It has been weird starting this process all over again. Funny the things you remember and the stuff you don’t.
Chemo started last night so this morning was not fun. The Doctors are very concerned with nausea so I am required to take an anti nausea medication prior that causes constipation thus requiring additional meds to alleviate the constipation. Hello cramps and feeling bleh. Going to be working on a solution to that problem seeing how chemo will be continuing for a while.
Radiation was quick and the staff was nice. My mask is not as tight as last time. With only 10 visits this is going to go be done about the time we get into the rhythm of going every day.

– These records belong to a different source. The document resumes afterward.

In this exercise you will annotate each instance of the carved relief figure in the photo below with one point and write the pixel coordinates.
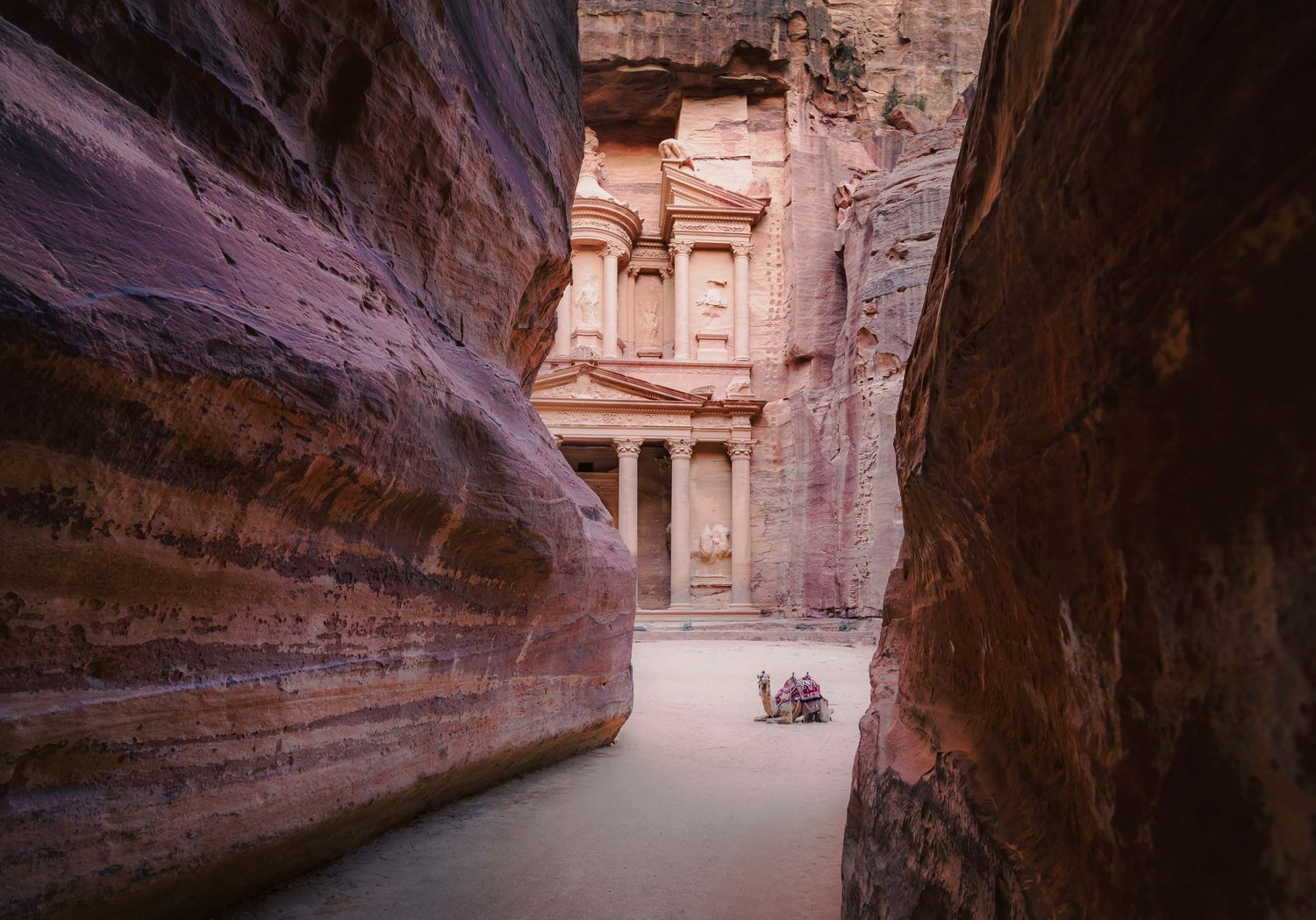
(715, 544)
(587, 302)
(676, 150)
(713, 303)
(591, 170)
(647, 317)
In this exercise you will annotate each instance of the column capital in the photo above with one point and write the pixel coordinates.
(681, 447)
(740, 449)
(628, 446)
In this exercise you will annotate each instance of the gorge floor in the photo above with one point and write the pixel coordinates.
(697, 811)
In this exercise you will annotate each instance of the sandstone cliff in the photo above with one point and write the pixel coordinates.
(824, 491)
(284, 553)
(1107, 460)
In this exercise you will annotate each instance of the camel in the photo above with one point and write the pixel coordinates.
(790, 711)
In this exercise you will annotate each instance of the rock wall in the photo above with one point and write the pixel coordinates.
(286, 556)
(815, 75)
(1097, 695)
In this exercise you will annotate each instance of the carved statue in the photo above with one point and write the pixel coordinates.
(587, 302)
(649, 321)
(671, 149)
(712, 303)
(591, 170)
(715, 544)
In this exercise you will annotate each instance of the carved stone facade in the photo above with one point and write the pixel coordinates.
(649, 389)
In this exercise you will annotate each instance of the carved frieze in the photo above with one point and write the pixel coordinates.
(740, 449)
(628, 446)
(681, 447)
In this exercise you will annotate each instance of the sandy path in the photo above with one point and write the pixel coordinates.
(689, 815)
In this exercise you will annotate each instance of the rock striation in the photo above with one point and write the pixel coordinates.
(286, 556)
(1095, 695)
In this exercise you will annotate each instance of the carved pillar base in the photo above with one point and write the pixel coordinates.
(740, 453)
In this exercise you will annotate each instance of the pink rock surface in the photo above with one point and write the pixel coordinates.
(284, 553)
(1098, 701)
(826, 506)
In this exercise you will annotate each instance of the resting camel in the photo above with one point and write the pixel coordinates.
(790, 711)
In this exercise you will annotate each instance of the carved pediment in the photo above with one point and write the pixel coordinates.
(590, 383)
(686, 195)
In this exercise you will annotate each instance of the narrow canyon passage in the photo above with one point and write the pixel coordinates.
(695, 812)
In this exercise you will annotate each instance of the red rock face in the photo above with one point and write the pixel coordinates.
(1107, 455)
(829, 352)
(284, 553)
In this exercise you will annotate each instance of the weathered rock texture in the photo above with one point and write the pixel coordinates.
(813, 75)
(1107, 458)
(889, 233)
(284, 553)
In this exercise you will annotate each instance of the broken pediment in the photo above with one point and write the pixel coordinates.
(686, 196)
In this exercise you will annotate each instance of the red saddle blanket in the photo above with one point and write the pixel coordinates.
(799, 690)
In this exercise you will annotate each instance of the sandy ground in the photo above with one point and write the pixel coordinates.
(697, 811)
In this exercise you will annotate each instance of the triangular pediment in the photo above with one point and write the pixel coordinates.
(587, 382)
(686, 189)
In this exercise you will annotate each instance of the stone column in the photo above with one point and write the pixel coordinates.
(610, 299)
(740, 308)
(681, 254)
(740, 453)
(562, 339)
(628, 491)
(629, 333)
(666, 318)
(681, 450)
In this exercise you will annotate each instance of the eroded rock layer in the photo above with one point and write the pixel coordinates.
(284, 553)
(1105, 645)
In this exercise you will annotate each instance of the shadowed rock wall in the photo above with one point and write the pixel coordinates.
(1107, 460)
(284, 553)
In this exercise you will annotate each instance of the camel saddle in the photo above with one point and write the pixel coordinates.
(805, 691)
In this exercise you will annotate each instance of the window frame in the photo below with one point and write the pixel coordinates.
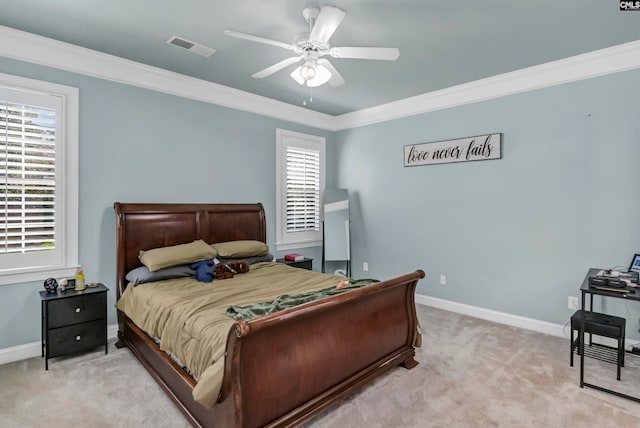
(67, 159)
(291, 240)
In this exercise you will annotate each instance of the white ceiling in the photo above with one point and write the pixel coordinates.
(442, 43)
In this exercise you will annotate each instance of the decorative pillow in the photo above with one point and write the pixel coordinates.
(159, 258)
(240, 249)
(143, 274)
(251, 260)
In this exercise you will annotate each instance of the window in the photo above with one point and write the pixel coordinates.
(300, 184)
(38, 180)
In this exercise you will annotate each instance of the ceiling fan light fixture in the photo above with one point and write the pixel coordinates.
(322, 76)
(308, 71)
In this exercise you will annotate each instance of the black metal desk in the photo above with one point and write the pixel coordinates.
(631, 294)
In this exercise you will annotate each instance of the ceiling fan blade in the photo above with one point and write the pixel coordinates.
(384, 54)
(277, 67)
(326, 24)
(336, 79)
(258, 39)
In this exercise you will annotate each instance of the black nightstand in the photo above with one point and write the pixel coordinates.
(73, 321)
(303, 264)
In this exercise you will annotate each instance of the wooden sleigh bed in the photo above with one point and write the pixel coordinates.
(368, 331)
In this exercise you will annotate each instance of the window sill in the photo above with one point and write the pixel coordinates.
(39, 274)
(295, 245)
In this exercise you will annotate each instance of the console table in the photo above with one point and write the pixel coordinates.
(627, 293)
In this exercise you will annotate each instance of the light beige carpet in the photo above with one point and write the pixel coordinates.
(472, 373)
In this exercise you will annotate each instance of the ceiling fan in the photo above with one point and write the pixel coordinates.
(312, 46)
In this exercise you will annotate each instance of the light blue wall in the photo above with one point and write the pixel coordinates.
(517, 234)
(138, 145)
(513, 235)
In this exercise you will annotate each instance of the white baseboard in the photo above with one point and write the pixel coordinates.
(559, 330)
(495, 316)
(30, 350)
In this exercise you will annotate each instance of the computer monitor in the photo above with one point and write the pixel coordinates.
(635, 263)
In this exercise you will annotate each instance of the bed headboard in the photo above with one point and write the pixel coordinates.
(146, 226)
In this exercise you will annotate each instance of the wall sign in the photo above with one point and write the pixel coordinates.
(481, 147)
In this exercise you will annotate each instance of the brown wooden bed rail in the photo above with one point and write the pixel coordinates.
(280, 369)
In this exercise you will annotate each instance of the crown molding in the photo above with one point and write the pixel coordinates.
(40, 50)
(592, 64)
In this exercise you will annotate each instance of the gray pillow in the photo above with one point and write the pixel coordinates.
(143, 274)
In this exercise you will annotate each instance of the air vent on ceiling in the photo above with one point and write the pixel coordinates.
(194, 47)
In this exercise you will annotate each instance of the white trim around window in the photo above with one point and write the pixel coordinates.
(63, 261)
(300, 182)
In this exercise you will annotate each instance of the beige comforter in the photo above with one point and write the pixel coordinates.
(190, 317)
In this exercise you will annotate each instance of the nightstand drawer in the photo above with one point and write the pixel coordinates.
(74, 310)
(77, 337)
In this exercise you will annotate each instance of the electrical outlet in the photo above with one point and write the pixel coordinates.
(573, 302)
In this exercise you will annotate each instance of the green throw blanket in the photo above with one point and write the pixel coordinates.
(285, 301)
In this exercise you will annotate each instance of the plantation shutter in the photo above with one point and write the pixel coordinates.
(302, 189)
(28, 178)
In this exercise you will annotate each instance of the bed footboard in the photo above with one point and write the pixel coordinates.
(314, 355)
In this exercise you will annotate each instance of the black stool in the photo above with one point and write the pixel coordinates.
(600, 325)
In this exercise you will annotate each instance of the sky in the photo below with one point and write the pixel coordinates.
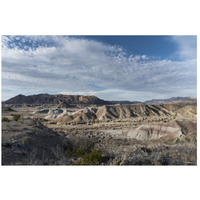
(134, 68)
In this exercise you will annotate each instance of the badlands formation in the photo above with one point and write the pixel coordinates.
(68, 129)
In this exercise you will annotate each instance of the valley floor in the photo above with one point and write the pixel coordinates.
(30, 139)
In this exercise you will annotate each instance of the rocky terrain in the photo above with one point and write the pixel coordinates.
(85, 130)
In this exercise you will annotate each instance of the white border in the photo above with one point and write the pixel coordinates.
(91, 17)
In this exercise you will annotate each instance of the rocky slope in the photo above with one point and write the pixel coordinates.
(120, 112)
(55, 99)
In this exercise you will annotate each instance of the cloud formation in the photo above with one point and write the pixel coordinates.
(71, 65)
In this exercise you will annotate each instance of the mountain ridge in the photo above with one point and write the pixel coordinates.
(85, 100)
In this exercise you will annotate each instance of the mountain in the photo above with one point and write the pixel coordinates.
(178, 100)
(125, 102)
(56, 99)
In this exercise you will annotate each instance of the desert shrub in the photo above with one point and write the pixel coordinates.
(5, 119)
(16, 117)
(78, 150)
(93, 158)
(84, 154)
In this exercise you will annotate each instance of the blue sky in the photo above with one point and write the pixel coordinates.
(110, 67)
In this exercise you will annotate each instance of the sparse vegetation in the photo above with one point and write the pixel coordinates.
(16, 117)
(5, 119)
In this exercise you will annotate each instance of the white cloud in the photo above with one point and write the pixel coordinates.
(187, 46)
(76, 64)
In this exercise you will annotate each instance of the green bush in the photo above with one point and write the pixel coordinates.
(5, 119)
(93, 158)
(16, 117)
(85, 154)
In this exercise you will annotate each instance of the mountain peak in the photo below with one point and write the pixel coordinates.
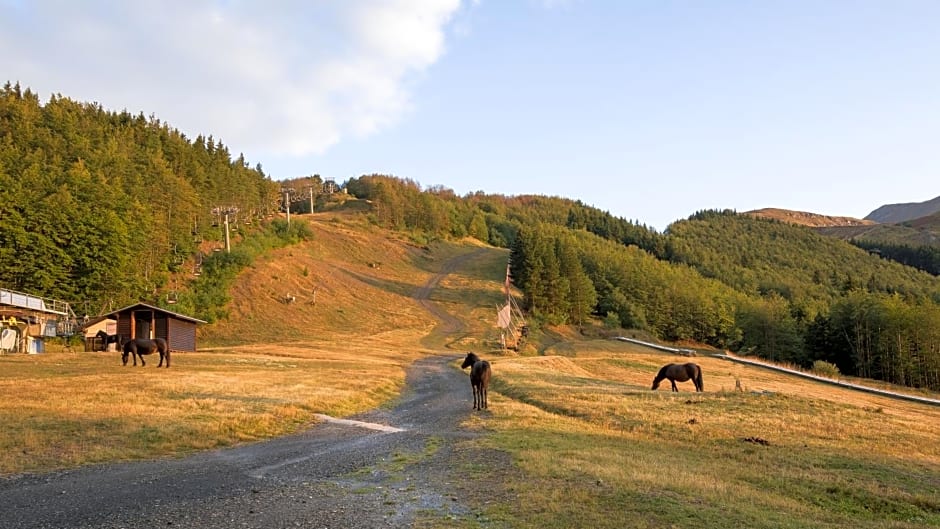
(895, 213)
(803, 218)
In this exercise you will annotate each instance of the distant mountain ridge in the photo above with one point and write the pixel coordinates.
(804, 218)
(895, 213)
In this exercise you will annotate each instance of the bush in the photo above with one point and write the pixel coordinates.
(825, 369)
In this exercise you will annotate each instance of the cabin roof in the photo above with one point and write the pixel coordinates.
(154, 308)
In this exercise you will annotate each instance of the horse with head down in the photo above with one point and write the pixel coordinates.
(479, 379)
(680, 373)
(138, 347)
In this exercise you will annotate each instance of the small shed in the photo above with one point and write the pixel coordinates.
(147, 321)
(90, 329)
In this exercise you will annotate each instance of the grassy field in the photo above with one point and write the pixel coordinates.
(599, 449)
(585, 441)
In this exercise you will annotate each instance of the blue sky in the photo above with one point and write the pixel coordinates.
(650, 110)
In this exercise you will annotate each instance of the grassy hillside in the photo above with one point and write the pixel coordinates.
(583, 440)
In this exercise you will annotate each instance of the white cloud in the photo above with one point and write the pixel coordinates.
(281, 77)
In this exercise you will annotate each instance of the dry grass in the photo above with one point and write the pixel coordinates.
(599, 449)
(265, 372)
(590, 444)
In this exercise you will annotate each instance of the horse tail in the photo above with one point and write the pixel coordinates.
(659, 377)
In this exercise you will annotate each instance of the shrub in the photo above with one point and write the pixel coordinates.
(825, 369)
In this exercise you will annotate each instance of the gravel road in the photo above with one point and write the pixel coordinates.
(392, 468)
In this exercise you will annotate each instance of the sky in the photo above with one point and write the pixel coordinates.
(650, 110)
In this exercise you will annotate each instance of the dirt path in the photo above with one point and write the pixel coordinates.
(384, 470)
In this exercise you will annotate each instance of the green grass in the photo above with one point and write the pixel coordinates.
(603, 452)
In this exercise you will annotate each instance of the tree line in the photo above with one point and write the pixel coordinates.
(755, 286)
(100, 207)
(103, 206)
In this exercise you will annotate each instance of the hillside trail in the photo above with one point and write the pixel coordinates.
(390, 467)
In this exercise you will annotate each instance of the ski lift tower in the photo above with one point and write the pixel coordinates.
(510, 320)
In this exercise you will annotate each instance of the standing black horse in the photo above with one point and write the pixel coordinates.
(106, 339)
(479, 378)
(138, 347)
(680, 373)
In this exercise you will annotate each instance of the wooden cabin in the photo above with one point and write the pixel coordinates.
(147, 321)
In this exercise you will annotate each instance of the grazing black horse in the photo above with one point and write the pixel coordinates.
(138, 347)
(479, 378)
(680, 373)
(107, 339)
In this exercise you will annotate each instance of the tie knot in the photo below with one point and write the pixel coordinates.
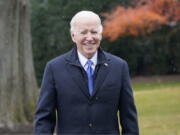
(89, 63)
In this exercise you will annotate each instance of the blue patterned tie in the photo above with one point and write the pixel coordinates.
(89, 72)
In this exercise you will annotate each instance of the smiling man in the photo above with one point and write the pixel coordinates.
(84, 90)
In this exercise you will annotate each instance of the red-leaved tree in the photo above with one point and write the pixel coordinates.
(145, 16)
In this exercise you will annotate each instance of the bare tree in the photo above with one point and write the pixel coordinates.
(18, 86)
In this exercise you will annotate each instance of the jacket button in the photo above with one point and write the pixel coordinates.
(90, 103)
(90, 125)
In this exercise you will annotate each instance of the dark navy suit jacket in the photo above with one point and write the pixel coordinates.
(65, 103)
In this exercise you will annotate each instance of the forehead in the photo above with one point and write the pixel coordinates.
(90, 22)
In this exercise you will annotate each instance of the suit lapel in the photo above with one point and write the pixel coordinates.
(103, 68)
(101, 76)
(77, 72)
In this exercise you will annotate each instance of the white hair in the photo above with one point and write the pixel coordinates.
(84, 14)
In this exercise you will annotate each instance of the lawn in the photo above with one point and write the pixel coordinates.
(158, 108)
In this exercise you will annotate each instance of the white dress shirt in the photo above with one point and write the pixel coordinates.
(83, 60)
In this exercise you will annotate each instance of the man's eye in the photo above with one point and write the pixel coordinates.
(94, 32)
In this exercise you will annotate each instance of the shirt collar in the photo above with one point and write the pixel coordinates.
(83, 59)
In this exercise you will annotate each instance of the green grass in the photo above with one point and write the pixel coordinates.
(158, 109)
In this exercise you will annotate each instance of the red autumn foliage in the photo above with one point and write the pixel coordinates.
(143, 17)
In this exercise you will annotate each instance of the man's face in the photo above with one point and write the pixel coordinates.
(87, 35)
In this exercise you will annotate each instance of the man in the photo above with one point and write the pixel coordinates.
(84, 90)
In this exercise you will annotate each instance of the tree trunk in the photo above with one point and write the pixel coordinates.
(18, 88)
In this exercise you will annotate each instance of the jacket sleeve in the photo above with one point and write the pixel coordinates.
(45, 116)
(127, 109)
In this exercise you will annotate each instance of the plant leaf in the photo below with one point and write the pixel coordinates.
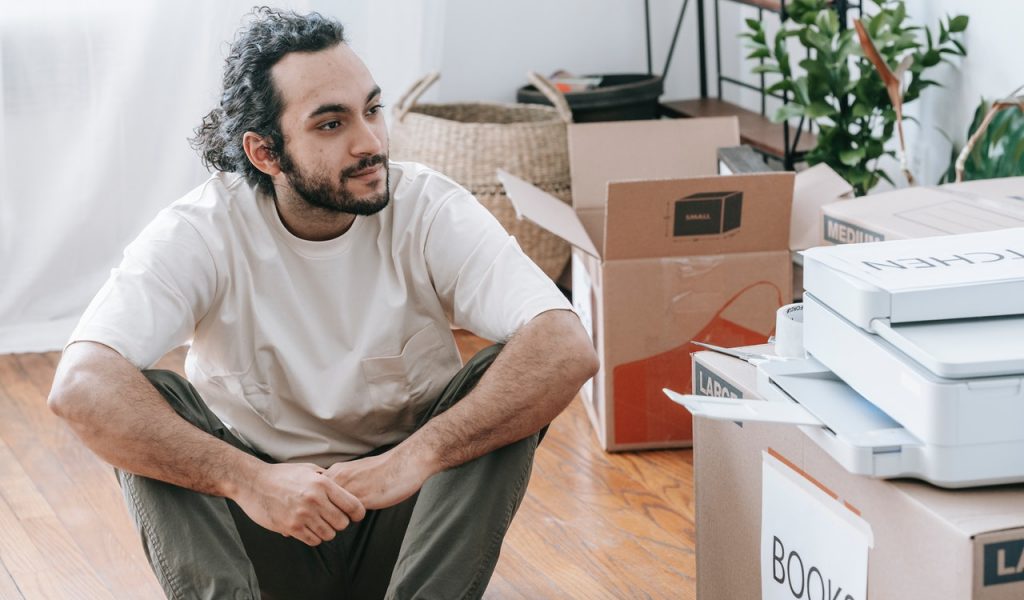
(851, 157)
(958, 24)
(788, 111)
(819, 109)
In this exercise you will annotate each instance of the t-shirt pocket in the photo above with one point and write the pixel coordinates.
(403, 384)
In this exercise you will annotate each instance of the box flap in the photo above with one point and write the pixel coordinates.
(547, 211)
(1004, 186)
(919, 212)
(972, 511)
(698, 216)
(617, 151)
(813, 188)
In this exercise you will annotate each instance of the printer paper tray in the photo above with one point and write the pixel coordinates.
(855, 433)
(936, 410)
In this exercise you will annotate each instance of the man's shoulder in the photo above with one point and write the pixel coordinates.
(220, 193)
(421, 184)
(210, 209)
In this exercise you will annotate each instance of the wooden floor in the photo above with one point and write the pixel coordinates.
(593, 525)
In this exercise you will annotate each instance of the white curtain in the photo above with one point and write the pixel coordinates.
(97, 98)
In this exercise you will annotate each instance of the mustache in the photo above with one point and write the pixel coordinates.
(364, 164)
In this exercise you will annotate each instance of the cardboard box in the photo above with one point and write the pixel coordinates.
(928, 543)
(924, 212)
(645, 283)
(814, 188)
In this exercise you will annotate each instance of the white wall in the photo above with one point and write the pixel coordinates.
(97, 97)
(993, 68)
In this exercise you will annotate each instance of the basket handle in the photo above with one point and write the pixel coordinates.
(894, 84)
(552, 93)
(1013, 101)
(414, 93)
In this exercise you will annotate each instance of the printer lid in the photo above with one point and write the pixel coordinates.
(961, 348)
(932, 279)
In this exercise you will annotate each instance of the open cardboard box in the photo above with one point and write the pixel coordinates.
(924, 212)
(665, 252)
(928, 542)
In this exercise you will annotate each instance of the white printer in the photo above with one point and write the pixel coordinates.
(916, 358)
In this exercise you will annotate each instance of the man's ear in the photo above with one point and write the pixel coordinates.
(260, 154)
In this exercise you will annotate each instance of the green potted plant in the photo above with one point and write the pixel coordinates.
(838, 87)
(998, 146)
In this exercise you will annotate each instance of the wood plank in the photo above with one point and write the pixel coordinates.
(41, 557)
(755, 130)
(79, 487)
(616, 525)
(592, 525)
(773, 5)
(8, 589)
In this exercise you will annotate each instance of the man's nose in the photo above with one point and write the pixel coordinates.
(367, 141)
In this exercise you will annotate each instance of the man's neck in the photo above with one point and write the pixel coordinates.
(310, 222)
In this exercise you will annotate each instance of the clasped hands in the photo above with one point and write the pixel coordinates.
(312, 504)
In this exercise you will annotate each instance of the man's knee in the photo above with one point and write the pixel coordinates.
(183, 398)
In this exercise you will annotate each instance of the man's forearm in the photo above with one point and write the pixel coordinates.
(536, 376)
(120, 416)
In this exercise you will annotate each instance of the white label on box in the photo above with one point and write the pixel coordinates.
(812, 546)
(930, 262)
(584, 307)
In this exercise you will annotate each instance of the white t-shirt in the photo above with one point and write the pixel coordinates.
(317, 350)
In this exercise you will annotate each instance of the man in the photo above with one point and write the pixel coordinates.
(331, 445)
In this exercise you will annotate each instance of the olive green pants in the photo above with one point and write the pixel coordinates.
(441, 543)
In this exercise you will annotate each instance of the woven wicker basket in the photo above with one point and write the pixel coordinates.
(469, 141)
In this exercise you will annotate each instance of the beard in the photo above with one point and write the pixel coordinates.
(322, 191)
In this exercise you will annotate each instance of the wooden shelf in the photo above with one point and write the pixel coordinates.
(755, 130)
(773, 5)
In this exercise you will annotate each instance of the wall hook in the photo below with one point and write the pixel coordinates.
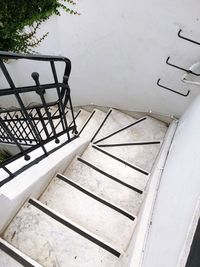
(176, 92)
(180, 68)
(187, 39)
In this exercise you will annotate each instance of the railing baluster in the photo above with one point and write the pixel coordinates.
(17, 132)
(3, 124)
(35, 77)
(68, 98)
(20, 127)
(43, 123)
(19, 100)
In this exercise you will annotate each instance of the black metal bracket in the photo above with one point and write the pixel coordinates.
(187, 39)
(180, 68)
(176, 92)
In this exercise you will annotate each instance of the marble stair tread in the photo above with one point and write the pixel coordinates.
(82, 118)
(8, 261)
(12, 257)
(149, 129)
(110, 225)
(93, 124)
(51, 243)
(104, 186)
(142, 156)
(115, 168)
(115, 121)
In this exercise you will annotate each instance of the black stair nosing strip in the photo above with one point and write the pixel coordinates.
(103, 201)
(91, 115)
(120, 130)
(121, 160)
(101, 125)
(76, 116)
(13, 254)
(110, 176)
(75, 228)
(131, 144)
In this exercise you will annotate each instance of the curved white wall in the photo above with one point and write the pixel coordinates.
(118, 51)
(178, 196)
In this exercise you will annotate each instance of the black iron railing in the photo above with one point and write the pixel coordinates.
(33, 126)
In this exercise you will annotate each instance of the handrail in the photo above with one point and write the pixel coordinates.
(34, 126)
(169, 89)
(187, 39)
(181, 68)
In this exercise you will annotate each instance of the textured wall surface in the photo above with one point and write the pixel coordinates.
(118, 51)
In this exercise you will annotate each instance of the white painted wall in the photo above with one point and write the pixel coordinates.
(118, 51)
(178, 195)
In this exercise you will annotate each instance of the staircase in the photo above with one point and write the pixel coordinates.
(87, 215)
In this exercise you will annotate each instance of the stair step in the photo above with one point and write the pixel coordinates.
(95, 155)
(114, 121)
(92, 124)
(142, 156)
(85, 210)
(104, 186)
(82, 118)
(149, 129)
(12, 257)
(49, 239)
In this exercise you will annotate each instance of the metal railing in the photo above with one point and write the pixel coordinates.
(33, 126)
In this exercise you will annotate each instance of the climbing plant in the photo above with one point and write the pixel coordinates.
(20, 20)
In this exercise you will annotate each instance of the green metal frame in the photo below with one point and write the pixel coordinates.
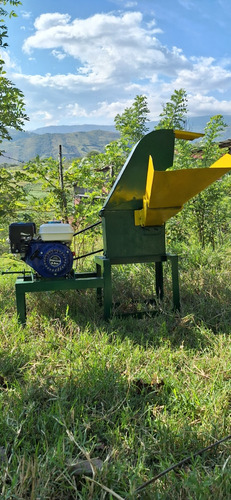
(32, 283)
(104, 266)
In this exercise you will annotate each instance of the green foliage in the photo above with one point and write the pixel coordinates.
(12, 114)
(12, 108)
(132, 122)
(56, 200)
(175, 111)
(3, 14)
(206, 217)
(12, 193)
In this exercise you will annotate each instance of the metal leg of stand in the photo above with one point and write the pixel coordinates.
(99, 290)
(21, 304)
(175, 282)
(107, 288)
(159, 280)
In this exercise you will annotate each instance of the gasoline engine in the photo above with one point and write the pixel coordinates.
(48, 253)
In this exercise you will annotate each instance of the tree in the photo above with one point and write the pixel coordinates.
(175, 111)
(132, 122)
(12, 115)
(12, 108)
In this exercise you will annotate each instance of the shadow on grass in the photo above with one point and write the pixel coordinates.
(202, 316)
(59, 417)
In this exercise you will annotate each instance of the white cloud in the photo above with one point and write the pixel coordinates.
(107, 46)
(59, 55)
(207, 105)
(26, 14)
(115, 56)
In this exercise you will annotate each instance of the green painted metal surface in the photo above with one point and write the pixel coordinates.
(125, 242)
(32, 283)
(129, 188)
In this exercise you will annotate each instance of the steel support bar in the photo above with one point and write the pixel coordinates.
(175, 281)
(159, 280)
(103, 266)
(80, 281)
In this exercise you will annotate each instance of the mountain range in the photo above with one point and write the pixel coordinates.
(77, 140)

Finally got around to getting a picture up. As you can see much smaller than before and in the resection pocket. From what I understand, it was a straight shot right into the tumor so not other brain tissue to go through. Still feeling great, minimally invasive was true!
Four years ago, today, I stood up at work to look outside
and my world started spinning…
While the physical spinning has stopped the metaphorical spinning
has started up again. How come I have
made it this far? Why me? That is the
constant question anymore, Why ME! Back
in November we had a shock, two spots, we kept that sort of quiet until the
next scan in January. It appears they
are nothing significant BUT it sure does not feel that way. Last year we met a couple that were just
starting their brain tumor journey and they were optimistic, positive,
expecting a full return to life, fully believing they were going to beat this
thing. They were just like Jessie and me. Except they were not. I found out last week he passed away on the
22nd of February, barley over a year after diagnosis.
I knew no one, zero, not even a hint of a person with a
brain tumor until a doctor told me in an emergency room that I had one. Now in the course of 4 years I have met or
learned about 4 others, three of which have passed away after I was
diagnosed!! Heck one guy I had even
mountain biked with!!
I cannot speak to everyone in this tumor community but I get
the impression we all follow similar patterns where there is this flurry in
initial treatment, almost continuous searching for connections and hope, a constant
barrage of well wishing and attention from doctors, then if you are lucky
enough the calm after the storm and you are largely forgotten and you enjoy
that. Then comes the covert stalking of
other tumor survivors to “see” how they are doing. Secretly hoping, wishing, praying that they
are living the normal, progression free life you so long for as well.
Today on my 4 year anniversary of the discovery, I finally
did my follow-up internet stalking and was devastated to find my guiding light,
my rock, my compatriot on the East Coast struggling with reoccurrence that happened
this summer. She was the FIRST tumor
patient I reached out to. She has been
so open and generous and ACTUALLY did something to help tumor patients while I
just continued to live my life and plod along doing next to nothing with the
time I have been given. She has had some
of the best care in the world. She was
about 4 months ahead of me. I have been
vicariously living in her successes and now to read how quickly and aggressively
it can come back is terrifying. Jessica
Morris, my heart and prayers go out to you!!
So, Wednesday is my next scan. Where in the past they were just standard
procedure, heck I have gotten so used to MRI’s I can fall asleep in them. This one will be with a heightened sense of
awareness. I cannot get out of my head,
when will I stop being a statistical anomaly and become one of the masses.